Sized similarly to a Toyota Matrix or Dodge Caliber, it took a place under the popular Rogue in Nissan’s utility vehicle lineup, with a focus on unique styling and fun-to-drive dynamics.
Feature content included Bluetooth connectivity, navigation, a drive-mode selector, automatic climate control, push-button start, heated leather, a back-up camera system, a Rockford Fosgate audio system, and more.
Updates through the Juke’s life cycle added new colours and personalization options, revised looks, special edition NISMO models with added performance and style, and more advanced connectivity features, including the NissanConnect system, which was available from 2015 and on.
All models ran a turbocharged and direct injected 1.6-litre four-cylinder engine, generating 180 horsepower in standard models. Nismo-equipped Juke models offer up more power, with the Juke Nismo RS bumping output to 215.
Transmission and driveline options included Nissan’s XTronic continually variable transmission (CVT), or a six-speed manual. Front-drive was standard, and a unique, sports-tuned AWD system with torque vectoring could be had, but only with the CVT transmission.
What owners like: Owners say they love the fun-to-drive torque and handling of this compact and feisty little ute, which is just as entertaining to drive as it is weird looking.
Other owner-stated pluses include a fast-acting manual shift mode on the CVT transmission, and good overall bang-for-the-buck in terms of feature content.
Many shoppers gravitated toward the Juke for its higher-than-average level of customization options, too.
What owners dislike: Complaints include the sometimes hard-to-digest looks, fuel economy during spirited driving, and limited space for rear-seat occupants. Some drivers wish for a softer ride, too.
The test drive: Some 2011 to 2013 units may have had a bad timing chain installed at the factory, and dealers were repairing and replacing affected units, and associated timing chain guides and sprockets.
In some situations, the affected engines could trip a check-engine light as the chain deteriorated. If left unattended, the chain could fail, causing considerable engine damage.
Talk to a Nissan service advisor to see if the unit you’re considering may have been affected by this problem, or the subsequent recall, if you’re considering an early unit from this generation.
Note that not all units were affected, and that the owner’s community indicates that Nissan did a great job of contacting all affected owners and repairing all affected units.
Potential issues with dirty fuel injectors on some models can cause one or more cylinders to run lean, and burn a valve or two. It’s unclear how common this issue is throughout the owner’s community, but note that running a top-tier fuel at all times, running only factory-specified engine oil, and staying on top of spark-plug change intervals can help maintain fuel system cleanliness.
Some owners choose to remove and professionally clean the fuel injectors as part of preventative maintenance, though this may be overkill. Juke is a good candidate for a regular bottle of fuel injector cleaner and a few good full-throttle romps every week, however.
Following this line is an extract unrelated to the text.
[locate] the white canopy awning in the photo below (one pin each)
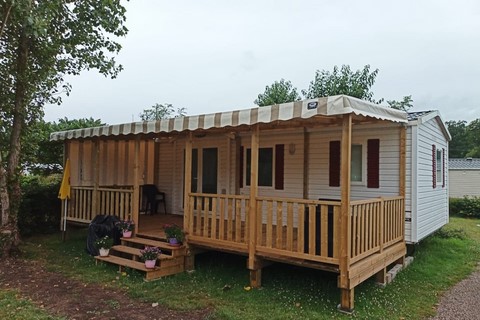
(327, 106)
Check the Juke’s headlights for signs of condensation or excessive fading or yellowing, noting that a small amount of internal condensation is typically acceptable and will burn off once the lights are activated, but that excessive condensation could indicate a badly sealed headlamp housing, and cause issues.
As it goes with other Nissan models running the CVT transmission, be sure all fluid changes specified in the owner’s manual have been adhered to, and performed only at the dealer.
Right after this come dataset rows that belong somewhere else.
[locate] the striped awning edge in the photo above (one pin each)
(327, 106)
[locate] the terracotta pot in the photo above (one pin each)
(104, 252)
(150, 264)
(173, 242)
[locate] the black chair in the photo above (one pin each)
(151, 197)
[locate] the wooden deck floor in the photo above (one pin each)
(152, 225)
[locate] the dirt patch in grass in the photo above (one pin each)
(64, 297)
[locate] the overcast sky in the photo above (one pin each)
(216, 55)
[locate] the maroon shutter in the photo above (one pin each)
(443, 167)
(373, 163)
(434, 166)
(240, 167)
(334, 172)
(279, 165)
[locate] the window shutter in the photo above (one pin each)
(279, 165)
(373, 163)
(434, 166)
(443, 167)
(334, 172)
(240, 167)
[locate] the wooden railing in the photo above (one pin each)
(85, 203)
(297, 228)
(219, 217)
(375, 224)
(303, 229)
Problems can arise if the CVT is improperly drained, improperly filled, or refilled with the improper fluid. Note that a fresh fluid change can solve certain issues with the transmission, especially if the fluid is overdue for a change.
Do not take CVT fluid change intervals lightly — at least one owner reported a denied transmission warranty claim on a unit that had missed several transmission fluid changes.
This is a great reason to inspect all service records available against the vehicle’s factory maintenance schedule.
Next, note that unwanted clunking or popping sensations felt while accelerating, braking or steering, could be the result of a bad motor mount, or a bad axle.
This is especially true if the offending sound is accompanied by a banging or tapping sensation felt through the Juke’s floor.
Though reports are patchy, these are issues worth being aware of, and each can be easily checked by a technician on a pre-purchase inspection.
The verdict: Juke’s most serious reliability problem was the timing chain issue and it looks like Nissan tackled it properly. Other issues are all fairly minor and easily addressed, but shop carefully for a model that has all service records, and especially service records that confirm the CVT transmission was serviced on time, by a dealer, every time.
If the unit you’re considering gets a thumbs-up from a mechanic ahead of your purchase, proceed with confidence.